In order to source her materials, Meza-DesPlas runs her fingers through her hair every morning, holding onto the strands that fall out. She also collects her hair from the shower and, when it’s time to get to work, she sorts it from shorter hairs to longer hairs. It’s become a ritual for her.

peck not prick

"Peck, not Prick." Hand-sewn human hair on canvas, 2014, 25" x 34". Below, the same piece, part of "I Love You, Man..," in closer detail.

peck not prick detail

“I like the dichotomy of using hair because there’s the idea that hair can be sexy and engaging to people and then on the other hand it can be repulsive, like a hair in your soup or a hair on your hotel pillow,” Meza-DesPlas explained.

She also separates a growing number of grey hairs, which she said first started showing up about five years ago, from the pack.
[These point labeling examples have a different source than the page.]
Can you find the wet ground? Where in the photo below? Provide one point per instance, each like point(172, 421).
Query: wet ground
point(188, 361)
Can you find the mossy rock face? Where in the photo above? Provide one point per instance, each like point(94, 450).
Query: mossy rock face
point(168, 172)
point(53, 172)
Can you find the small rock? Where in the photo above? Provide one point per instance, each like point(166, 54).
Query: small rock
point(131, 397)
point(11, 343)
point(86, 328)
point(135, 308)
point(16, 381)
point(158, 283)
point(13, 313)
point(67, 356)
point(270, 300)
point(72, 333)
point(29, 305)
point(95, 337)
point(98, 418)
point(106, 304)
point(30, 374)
In order to feature other different shades — such as red or a darker brown — she dyes her hair and saves it so she can use it at a later time.

“I think at some point, I’ll have to switch to a dark background using my grey hair on it,” she laughed, saying she might experiment with the grey this summer.

cry die or pies

"Cry, Die or Just Make Pies," 2013. Hand-sewn human hair on canvas.
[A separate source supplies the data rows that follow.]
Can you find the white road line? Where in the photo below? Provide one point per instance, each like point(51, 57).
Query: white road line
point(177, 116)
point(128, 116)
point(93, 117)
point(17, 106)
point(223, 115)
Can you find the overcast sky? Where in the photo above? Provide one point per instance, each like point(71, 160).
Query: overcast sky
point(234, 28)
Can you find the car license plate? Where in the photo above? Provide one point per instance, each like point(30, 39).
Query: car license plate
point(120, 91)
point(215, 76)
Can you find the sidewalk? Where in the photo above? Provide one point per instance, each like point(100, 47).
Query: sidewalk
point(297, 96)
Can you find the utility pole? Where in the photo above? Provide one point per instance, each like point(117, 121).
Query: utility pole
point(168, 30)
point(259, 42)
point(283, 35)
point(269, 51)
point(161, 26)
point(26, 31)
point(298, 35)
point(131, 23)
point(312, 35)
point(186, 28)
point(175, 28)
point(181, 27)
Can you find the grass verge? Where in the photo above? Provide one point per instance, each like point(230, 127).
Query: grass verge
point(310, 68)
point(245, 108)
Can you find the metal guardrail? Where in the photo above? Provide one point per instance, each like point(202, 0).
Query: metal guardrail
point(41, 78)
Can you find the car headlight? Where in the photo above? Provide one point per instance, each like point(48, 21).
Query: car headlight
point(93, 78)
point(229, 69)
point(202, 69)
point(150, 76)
Meza-DesPlas says she was also interested in the biblical imagery associated with hair, such as Samson losing his strength when his hair was cut and how Mary Magdalene washed the feet of Jesus with her hair. A Donatello sculpture depicting Mary Magdalene with long, scraggly hair that segues directly into her clothes was also an inspiration.

“Hair has an unruliness to it, we try to control it and make it do certain things and hair has a mind of its own, it snakes out when it wants to and does certain things when it wants to,” she said. “It has a sense of life to it and I feel like my drawings have a sense of life to them.

As for what people make of her work, Meza-DesPlas said many viewers think from afar that her drawings are made with pencils, and only realize the unusual composition when they get closer up.

“Maybe it’ll make them think of their own mortality or about things that have died that can be given new life,” she added.

bourbon hair drawing

"One Bourbon, One Scotch, One Beer," 2015. Hand-sewn human hair on canvas with watercolor and thread, 25" x 34".

jiggle

"Jiggle, Jiggle, Jiggle," 2012. Hand-sewn human hair on canvas.

under the influence actual

"Woman Under the Influence," 2008. Hand-sewn human hair on canvas.